Aims: To examine the prevalence and predictors of recurrent disease in patients with sporadic PPGLs.Materials and method: This multicenter study included retrospective clinical data of 528 patients with PPGLs. Recurrent disease was defined as presence of new tumor and/or locoregional recurrence and/or metastases one year after initial tumor diagnosis. Patients with sporadic PPGLs were defined as those without germline mutations in known genes associated with hypoxia (cluster 1) or kinase (cluster 2) signaling pathways.
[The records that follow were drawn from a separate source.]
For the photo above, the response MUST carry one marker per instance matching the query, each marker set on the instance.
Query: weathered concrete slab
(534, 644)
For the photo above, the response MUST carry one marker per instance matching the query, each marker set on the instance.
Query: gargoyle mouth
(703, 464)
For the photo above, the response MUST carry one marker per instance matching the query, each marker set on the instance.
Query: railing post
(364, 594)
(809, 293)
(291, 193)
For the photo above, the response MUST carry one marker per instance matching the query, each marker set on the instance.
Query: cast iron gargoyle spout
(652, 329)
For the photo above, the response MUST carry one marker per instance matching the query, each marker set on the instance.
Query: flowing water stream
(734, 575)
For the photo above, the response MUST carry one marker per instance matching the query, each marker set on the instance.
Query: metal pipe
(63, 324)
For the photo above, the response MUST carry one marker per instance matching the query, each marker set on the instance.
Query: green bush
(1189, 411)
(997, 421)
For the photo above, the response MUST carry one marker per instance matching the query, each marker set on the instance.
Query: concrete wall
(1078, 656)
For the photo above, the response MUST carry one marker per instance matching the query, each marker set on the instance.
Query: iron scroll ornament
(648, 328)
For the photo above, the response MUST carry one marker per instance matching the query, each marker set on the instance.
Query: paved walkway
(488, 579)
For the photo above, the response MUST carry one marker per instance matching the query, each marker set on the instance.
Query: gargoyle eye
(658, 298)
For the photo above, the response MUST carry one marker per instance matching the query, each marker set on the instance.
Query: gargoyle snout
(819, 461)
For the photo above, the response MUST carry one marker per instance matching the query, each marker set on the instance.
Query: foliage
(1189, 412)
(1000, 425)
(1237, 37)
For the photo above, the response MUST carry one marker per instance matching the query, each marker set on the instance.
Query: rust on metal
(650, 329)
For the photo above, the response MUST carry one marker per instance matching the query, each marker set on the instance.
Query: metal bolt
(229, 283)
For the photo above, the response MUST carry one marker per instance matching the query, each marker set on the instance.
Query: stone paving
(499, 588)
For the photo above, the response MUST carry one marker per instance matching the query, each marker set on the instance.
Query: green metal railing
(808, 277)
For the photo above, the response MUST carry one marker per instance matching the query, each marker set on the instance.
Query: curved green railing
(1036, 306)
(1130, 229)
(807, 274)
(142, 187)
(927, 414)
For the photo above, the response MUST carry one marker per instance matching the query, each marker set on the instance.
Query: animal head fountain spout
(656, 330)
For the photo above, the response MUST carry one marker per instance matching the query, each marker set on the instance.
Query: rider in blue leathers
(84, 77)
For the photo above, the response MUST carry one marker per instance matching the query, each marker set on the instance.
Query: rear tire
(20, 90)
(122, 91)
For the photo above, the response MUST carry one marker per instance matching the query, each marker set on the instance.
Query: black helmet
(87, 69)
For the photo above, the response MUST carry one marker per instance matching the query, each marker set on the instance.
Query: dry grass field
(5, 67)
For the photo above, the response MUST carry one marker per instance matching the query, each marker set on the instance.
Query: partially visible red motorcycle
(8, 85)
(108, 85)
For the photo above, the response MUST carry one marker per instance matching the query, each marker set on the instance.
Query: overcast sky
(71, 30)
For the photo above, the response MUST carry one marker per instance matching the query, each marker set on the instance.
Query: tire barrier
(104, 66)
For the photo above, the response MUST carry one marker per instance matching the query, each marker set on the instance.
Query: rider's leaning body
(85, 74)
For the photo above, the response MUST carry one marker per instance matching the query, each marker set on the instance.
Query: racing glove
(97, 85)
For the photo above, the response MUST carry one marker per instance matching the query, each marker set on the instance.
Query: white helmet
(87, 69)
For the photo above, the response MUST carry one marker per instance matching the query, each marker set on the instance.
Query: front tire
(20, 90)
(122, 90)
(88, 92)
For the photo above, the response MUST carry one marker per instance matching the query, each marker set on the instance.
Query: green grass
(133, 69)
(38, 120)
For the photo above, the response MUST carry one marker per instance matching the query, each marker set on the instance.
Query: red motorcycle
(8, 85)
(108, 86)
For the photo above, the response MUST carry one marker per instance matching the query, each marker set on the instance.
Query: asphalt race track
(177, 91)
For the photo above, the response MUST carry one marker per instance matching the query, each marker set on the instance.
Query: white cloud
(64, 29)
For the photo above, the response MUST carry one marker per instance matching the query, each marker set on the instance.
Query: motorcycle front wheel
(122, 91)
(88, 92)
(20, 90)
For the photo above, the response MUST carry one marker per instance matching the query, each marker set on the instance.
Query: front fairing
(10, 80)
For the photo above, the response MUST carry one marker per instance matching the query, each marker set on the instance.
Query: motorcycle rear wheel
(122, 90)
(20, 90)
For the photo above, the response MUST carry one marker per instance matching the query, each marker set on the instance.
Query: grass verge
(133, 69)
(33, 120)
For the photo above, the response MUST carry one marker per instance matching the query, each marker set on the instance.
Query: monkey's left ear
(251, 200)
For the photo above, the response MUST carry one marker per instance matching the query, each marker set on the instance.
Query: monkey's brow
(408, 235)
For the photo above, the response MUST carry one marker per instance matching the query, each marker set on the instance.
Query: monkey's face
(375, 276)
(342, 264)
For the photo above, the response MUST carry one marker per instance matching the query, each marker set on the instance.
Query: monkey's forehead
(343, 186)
Results: Fifty-three percent of the patients had sporadic PPGLs and presented with a recurrence rate of 17.3%, which mainly reflected metastatic disease (10%). This was significantly lower than those with cluster 1 (54.3%), but similar to those with cluster 2 mutations (14.1%). Among patients with sporadic PPGLs and recurrent disease, 70.7% developed recurrence within 10 years from initial tumor diagnosis. Multivariable Cox regression analysis showed that larger (>4.5 cm) size (HR 1.8, 95% CI 1.13-3.0, P=0.015) and extra-adrenal location (HR 2.4, 95% CI 1.4-4.11, P=0.001) of the primary tumor, were independent predictors of recurrence in patients with sporadic PPGLs. Indeed, patients with small (≤4.5 cm) sporadic pheochromocytomas presented with the lowest (7.8%) rate of recurrent disease (P<0.001).
Conclusion: Among patients with sporadic PPGLs, prevalence of recurrence was mainly due to metastases and high enough to mandate long-term follow-up. Importantly, our findings indicate that size and tumor location are important to consider for further stratification and management of patients with sporadic PPGLs.